Tomlinson's dependency on alcohol did cause a problem for his family, though, and it eventually meant he had to leave the family home.

"When he was with us, it was brilliant, but we all knew that Ian had an illness," King said. "He drank too much, which made it hard for him to spend all the time with us. I never blamed him when he left and never had a go at him for not being there all the time. We understood it was the drink."

Eventually Tomlinson's disappearances began to grow.

His wife, who still wears her wedding ring, said he remained an important part of their life, even when he was sleeping rough.

"He was apologetic about the periods that he was away from the house and often tearful about what he was missing out on and said he would make up for it," she said. "He felt a lot of guilt."

He was last at his family home in November 2008, six months before his death. His second home had become the streets around Monument tube station, where he helped his friend, Barry Smith, sell the Evening Standard newspaper.

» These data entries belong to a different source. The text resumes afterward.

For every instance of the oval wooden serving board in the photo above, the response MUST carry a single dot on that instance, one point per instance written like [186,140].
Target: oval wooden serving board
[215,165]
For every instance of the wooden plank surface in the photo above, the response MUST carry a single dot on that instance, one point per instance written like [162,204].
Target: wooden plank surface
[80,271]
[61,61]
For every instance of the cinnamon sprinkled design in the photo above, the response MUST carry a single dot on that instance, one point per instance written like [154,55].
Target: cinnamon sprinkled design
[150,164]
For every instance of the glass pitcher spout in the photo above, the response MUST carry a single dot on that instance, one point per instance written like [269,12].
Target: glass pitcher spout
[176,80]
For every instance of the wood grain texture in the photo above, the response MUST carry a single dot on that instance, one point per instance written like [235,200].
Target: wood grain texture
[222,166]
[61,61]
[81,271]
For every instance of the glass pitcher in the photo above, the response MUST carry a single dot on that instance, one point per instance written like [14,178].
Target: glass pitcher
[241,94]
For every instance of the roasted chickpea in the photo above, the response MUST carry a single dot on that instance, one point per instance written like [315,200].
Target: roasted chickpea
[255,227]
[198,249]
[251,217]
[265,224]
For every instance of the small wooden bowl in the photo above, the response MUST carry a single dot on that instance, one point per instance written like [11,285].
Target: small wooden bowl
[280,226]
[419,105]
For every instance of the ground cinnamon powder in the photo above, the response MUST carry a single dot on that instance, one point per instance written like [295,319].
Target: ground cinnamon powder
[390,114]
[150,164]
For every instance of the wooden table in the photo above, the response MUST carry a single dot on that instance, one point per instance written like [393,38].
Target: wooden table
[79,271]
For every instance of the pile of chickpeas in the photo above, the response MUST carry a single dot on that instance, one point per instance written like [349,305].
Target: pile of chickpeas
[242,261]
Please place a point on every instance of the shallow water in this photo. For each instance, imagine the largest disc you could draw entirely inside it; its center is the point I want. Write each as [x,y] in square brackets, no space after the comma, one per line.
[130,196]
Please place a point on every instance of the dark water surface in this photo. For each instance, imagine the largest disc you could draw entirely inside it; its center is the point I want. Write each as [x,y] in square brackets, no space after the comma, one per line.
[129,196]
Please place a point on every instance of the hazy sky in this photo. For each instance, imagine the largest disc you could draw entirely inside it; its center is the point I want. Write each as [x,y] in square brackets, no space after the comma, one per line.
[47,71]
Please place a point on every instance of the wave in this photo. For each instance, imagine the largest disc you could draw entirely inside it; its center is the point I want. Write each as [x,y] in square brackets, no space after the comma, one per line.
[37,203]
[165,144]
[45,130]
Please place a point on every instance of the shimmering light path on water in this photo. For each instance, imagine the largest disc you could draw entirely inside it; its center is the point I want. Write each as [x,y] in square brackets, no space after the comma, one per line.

When he died, many of those who were first to recognise him were City workers who had come to know him, as he sat on a stool by the newspaper stand.

If he drank alcohol, it would be out of a coffee cup.

Smith speculated that Tomlinson would "still be alive" had the pair not run out of newspapers early on the evening of 1 April 2009, meaning they packed up early to head home.

Throughout this period living away from his family in the Isle of Dogs, Tomlinson tried repeatedly to overcome his alcoholism, which brought associated health problems. In the months before he died he had managed to secure accommodation at a hostel in nearby Smithfield.

It was this hostel he was trying to reach on the evening of his death, repeatedly coming across lines of riot police forming so-called "kettles" across the streets near the Bank of England.

Most people will remember Tomlinson in the succession of still images that showed him stumbling along the street wearing a grey Millwall T-shirt, his head slung low and his hands in his pockets.

It was the look of a humble, retiring man who, all those who knew him agree, would have shuddered at the undignified spectacle of his very public death.

"He would always walk with his hands in his pockets, with his head down," Julia said. "Even from the kitchen to the front room. This was partly because he had limited use of one of his hands because of an old injury, but I also think it is because he didn't like to impose himself in a situation. He liked to show that he was no bother."